WASHINGTON (CNN) — Former Secretary of State Madeleine Albright and
former Secretary of Defense William Cohen announced Tuesday they
will co-chair a task force to develop guidelines to help future
U.S. governments deal with genocide.

Madeleine Albright said the idea for the task force came from the
failure of genocide prevention worldwide.

"What we know is that the world for a long time has said that genocide
is unacceptable," Albright said at a news conference. "And yet,
genocide continues and mass killings continue, and our challenge
basically is to match the words with deeds and actions to stop these
kinds of unacceptable acts."

The Genocide Prevention Task Force will be jointly convened by the
U.S. Institute for Peace, the Holocaust Museum and the American Academy
of Diplomacy. It will focus on early warning, pre-crisis engagement,
preventive diplomacy, military intervention, and international
institutions in affected countries or regions.

A report will be issued in December of next year with the first
high-level assessment of U.S. policies and practices in the area
of genocide prevention.

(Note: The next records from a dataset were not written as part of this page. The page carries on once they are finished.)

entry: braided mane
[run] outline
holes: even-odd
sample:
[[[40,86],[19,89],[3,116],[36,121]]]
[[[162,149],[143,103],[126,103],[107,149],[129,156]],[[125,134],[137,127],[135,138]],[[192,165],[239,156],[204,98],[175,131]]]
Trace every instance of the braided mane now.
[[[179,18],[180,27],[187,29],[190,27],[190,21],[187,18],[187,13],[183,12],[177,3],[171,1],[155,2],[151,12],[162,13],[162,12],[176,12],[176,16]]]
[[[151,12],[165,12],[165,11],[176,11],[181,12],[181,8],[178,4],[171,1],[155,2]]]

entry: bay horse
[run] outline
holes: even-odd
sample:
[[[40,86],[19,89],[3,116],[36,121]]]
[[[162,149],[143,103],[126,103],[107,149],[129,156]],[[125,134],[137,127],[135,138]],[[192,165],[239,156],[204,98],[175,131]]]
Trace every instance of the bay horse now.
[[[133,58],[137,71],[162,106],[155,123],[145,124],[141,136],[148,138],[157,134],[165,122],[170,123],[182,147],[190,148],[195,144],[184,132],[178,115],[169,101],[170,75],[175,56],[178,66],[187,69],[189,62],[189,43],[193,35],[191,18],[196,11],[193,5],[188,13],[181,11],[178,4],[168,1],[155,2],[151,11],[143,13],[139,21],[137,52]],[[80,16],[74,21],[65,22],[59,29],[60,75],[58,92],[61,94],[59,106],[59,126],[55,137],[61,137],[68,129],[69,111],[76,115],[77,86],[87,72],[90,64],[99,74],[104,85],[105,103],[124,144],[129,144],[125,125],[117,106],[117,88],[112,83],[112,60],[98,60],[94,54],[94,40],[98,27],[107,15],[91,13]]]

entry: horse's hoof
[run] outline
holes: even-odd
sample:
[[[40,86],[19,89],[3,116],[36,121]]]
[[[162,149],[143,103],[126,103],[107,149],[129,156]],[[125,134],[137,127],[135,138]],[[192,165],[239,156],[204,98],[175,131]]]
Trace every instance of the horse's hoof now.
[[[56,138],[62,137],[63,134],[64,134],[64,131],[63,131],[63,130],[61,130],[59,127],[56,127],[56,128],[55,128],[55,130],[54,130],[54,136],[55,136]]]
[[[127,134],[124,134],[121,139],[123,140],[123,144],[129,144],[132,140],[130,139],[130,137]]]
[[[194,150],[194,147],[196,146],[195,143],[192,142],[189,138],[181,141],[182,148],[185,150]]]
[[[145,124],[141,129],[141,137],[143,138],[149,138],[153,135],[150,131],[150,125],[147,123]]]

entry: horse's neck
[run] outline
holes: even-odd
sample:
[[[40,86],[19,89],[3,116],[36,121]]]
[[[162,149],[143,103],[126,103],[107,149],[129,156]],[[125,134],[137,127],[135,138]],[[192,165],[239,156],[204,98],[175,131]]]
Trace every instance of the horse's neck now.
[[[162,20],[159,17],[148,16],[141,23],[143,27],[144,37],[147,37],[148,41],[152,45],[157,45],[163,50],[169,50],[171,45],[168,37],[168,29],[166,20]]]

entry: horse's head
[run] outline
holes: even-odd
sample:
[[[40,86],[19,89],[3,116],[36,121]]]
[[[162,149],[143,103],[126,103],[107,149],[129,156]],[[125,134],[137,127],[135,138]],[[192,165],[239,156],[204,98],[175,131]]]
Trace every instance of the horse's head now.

Organizers are calling it an "operational
blueprint for preventing and responding to genocide and mass
atrocities."

It is a need that has recently arisen, according to Cohen, because
of the speed at which information is disseminated.

"Because we live in this age of information … we can no longer live
in a state of denial or willful indifference," he said. "And so the
purpose of this task force is to look to the past, to be sure, but to
look forward to say, ‘What are the signs, what are the options that
will be available to the United States as one of the leading forces
to help shape multilateral action, to energize people of conscience,
to say that this cannot happen, this is not tolerable?’ "

The international community heaped a lot of criticism on the United
States for not becoming involved in Rwanda’s 1994 internecine war and
for again reacting too late to Sudan in 2004, when then-Secretary
of State Colin Powell labeled the situation there a genocide. The
Sudanese government has denied that label is accurate.

"Things haven’t worked," Albright said. "And watching Darfur [Sudan],
I think, is one of the things that has led us all to say, ‘OK, let’s
give this all another try to see if there are some guidelines and if
— speaking of the United States government — if there is some way
to organize ourselves better to deal with it.’ "

She said the idea for the task force came from the unfortunate history
of failure of efforts to prevent genocide around the world.

"I would frankly say that this is as a result of frustration,"
she said. "That no matter what we say, there are mass killings and
genocide. And we want to see what we can do to make some reality to
the words ‘never again’."

Albright and Cohen spent much of the news conference’s
question-and-answer session defending a letter they sent to House
Speaker Nancy Pelosi, D-California, earlier this year, in which they
spoke against a House resolution that would have labeled as genocide
the mass killings of Armenians in 1915 by what is now Turkey. The
letter, signed by eight former Cabinet secretaries, including Albright,
Cohen and Powell, stated that discussion of the bill on the floor could
"strain our [United States] relations with Turkey, and would endanger
our national security interests in the region, including the safety
of our troops in Iraq and Afghanistan."

Neither backed down, stating that it is a complicated issue, especially
with regard to the war.

"There’s an element of pragmatism," Cohen said. "If someone else’s son
or daughter is in harm’s way, that is a factor that I, as a citizen
and I as a former secretary of defense, have to take into account
and would. And I think anyone serving in public office necessarily
has to have a set of balancing factors to take into account."

Albright concurred.

"Ultimately, when you’re in the government, as we both have been,
and you have to make very tough decisions, you have to look at the
overall picture. I think we have to admit that."